# !! HELP !! plow will not raise



## Joesno (Dec 8, 2008)

well i got in my truck this morning to find out that my plow wont raise. 

the lights on the mount come on and everything but the remote light wont come on which wont let me raise the plow. What could it be? 

It has been raining all night so i think water might be shorting something out but i dont know.

Ive got a 7.5 western poly pro ultramount.

Any help would be greatly appreciated 

i think i have a bad remote or a blown fuse. where would my fuses for my plow be located. i looked everywhere.


----------



## Deco (Nov 14, 2009)

*have you combed your wiring thoroghly for cuts , loose conns. ? check GROUND & POSI...then do a SEARCH here in western catagory.

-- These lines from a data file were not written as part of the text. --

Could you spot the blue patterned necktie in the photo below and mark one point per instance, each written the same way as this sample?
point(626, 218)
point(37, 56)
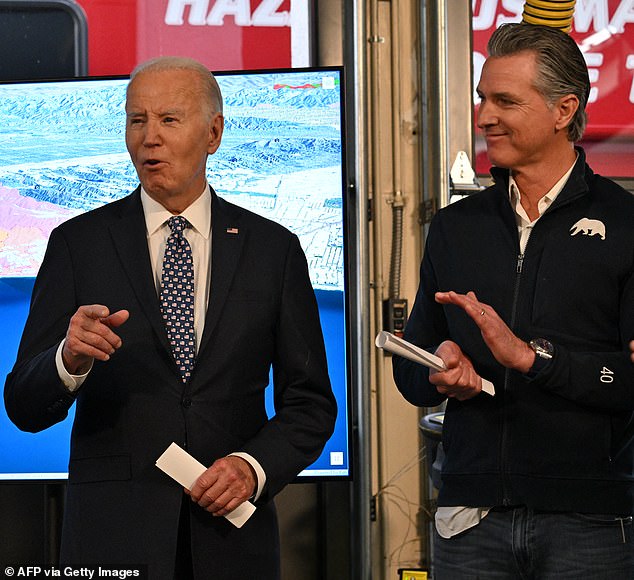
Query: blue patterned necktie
point(177, 296)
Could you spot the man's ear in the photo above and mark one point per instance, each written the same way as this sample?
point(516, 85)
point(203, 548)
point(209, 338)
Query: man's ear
point(216, 127)
point(566, 108)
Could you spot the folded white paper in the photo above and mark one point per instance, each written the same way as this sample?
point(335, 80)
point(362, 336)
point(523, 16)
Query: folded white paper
point(396, 345)
point(184, 469)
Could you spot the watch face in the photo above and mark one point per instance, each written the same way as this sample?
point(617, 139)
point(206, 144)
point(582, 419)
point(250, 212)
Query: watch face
point(542, 347)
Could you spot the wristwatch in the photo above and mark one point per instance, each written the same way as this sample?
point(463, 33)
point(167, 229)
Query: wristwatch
point(544, 352)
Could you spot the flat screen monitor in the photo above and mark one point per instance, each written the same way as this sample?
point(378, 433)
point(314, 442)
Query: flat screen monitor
point(62, 152)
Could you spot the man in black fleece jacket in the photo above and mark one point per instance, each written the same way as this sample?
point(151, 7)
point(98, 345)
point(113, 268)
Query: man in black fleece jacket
point(530, 284)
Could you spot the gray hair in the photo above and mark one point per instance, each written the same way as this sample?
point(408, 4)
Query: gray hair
point(561, 68)
point(210, 89)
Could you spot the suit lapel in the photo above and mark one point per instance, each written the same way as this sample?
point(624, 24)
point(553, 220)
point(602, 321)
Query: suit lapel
point(130, 242)
point(226, 245)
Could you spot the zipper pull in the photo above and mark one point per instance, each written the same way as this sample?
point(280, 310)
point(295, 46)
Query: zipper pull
point(520, 262)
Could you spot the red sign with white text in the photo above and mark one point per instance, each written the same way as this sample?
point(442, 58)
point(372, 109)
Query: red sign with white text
point(222, 34)
point(604, 30)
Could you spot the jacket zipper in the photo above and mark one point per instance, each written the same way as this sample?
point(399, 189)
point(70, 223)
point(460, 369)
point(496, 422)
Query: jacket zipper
point(507, 374)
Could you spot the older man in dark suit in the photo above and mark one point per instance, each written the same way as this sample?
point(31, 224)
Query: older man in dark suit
point(103, 332)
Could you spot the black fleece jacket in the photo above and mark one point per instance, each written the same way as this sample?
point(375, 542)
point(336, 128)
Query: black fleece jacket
point(564, 439)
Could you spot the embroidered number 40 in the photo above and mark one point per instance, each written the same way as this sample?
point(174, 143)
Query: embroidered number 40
point(607, 376)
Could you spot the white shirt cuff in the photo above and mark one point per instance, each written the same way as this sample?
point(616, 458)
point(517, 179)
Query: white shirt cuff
point(259, 472)
point(71, 382)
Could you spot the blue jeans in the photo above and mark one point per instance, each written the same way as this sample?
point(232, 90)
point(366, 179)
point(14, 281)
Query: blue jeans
point(523, 544)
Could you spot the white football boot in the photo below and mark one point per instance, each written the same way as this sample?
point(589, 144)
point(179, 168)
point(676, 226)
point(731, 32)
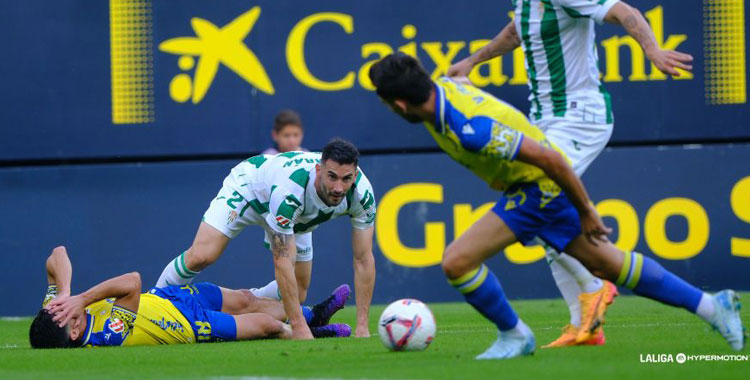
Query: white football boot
point(510, 344)
point(726, 318)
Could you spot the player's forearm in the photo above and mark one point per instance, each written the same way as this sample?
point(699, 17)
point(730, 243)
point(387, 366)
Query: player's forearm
point(364, 284)
point(125, 286)
point(59, 270)
point(284, 254)
point(505, 41)
point(635, 24)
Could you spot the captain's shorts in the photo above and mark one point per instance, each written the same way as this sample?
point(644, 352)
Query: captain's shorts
point(201, 305)
point(556, 222)
point(230, 213)
point(581, 141)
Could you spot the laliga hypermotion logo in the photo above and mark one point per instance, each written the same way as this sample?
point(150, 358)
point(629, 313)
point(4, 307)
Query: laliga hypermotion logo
point(213, 45)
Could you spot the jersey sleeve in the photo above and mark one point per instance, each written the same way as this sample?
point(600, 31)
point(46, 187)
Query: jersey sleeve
point(594, 9)
point(362, 209)
point(486, 136)
point(116, 329)
point(283, 209)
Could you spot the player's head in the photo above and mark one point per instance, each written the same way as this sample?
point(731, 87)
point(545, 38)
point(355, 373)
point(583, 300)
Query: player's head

good luck , you will find it . *


----------



## Joesno (Dec 8, 2008)

that was quick.

but im not really machinicly inclined at all so when you say ground and positive, would i just fallow the wires from off the mount into my truck? and see if there secure? do you think the rain could be affecting it? i know which is pos and ground but idk if i look on the mount or in the truck.

thanks


----------



## cubicinches (Oct 19, 2008)

If the controller won't even power up, start by checking the connector in the cab which your contoller plugs into. Should have 12V at the red wire in position #1. Should have ground at the black/orange wire in position #3. You can do this with a simple 12V test light. There should be a fuse in the 12V supply coming into that harness. Check that fuse if you've got no power with the test light. That'll get you started anyway.


----------



## WeDoSnowplowing (Nov 9, 2009)

Can check out the links here. http://www.westernplows.com/publibrary.asp?cat=5 Hope those can help. Not sure if that will help or not.


----------



## no lead (Dec 10, 2008)

rainy day usually means bad ground. start at the battery. follow out to the pump. check power all the way back to the solenoid, then to battery. everything tight? the control should not power up unless the plow is plugged in.


----------



## Joesno (Dec 8, 2008)

the plow is plugged in. ill check the everything this afternoon really well.


----------



## WeDoSnowplowing (Nov 9, 2009)

Joesno;867223 said:


> the plow is plugged in. ill check the everything this afternoon really well.


Please let us know what was wrong & thank you


----------



## Jay'sPlowing (Nov 20, 2009)

I had the same problem. I ended up replacing the plugs and everything works great now.


----------



## no lead (Dec 10, 2008)

WeDoSnowplowing;867494 said:


> Please let us know what was wrong & thank you


i think you said it best.


----------



## Joesno (Dec 8, 2008)

still havent fixed the problem yet. i looked over everything and nothing is out of place. i puled every fuse out of my fuse box non were blown beside trailer lights. 

im gonna drop it off at the dealer and see what the can do.

thanks for your guys help.


----------



## Joesno (Dec 8, 2008)

sorry never got back with yall. MY remote was bad. so their goes another 300$.

i absolutly hate this time of year. all i do is blow money on equip and christmas and birthdays..... i feel like its a never ending downward spiral. in the last 4 weeks ive gone through over 3 grand, not kidding. and nothing to show for it. it almost makes me sick everytime i think about it.

enough of my rant. thanks all for the help.


----------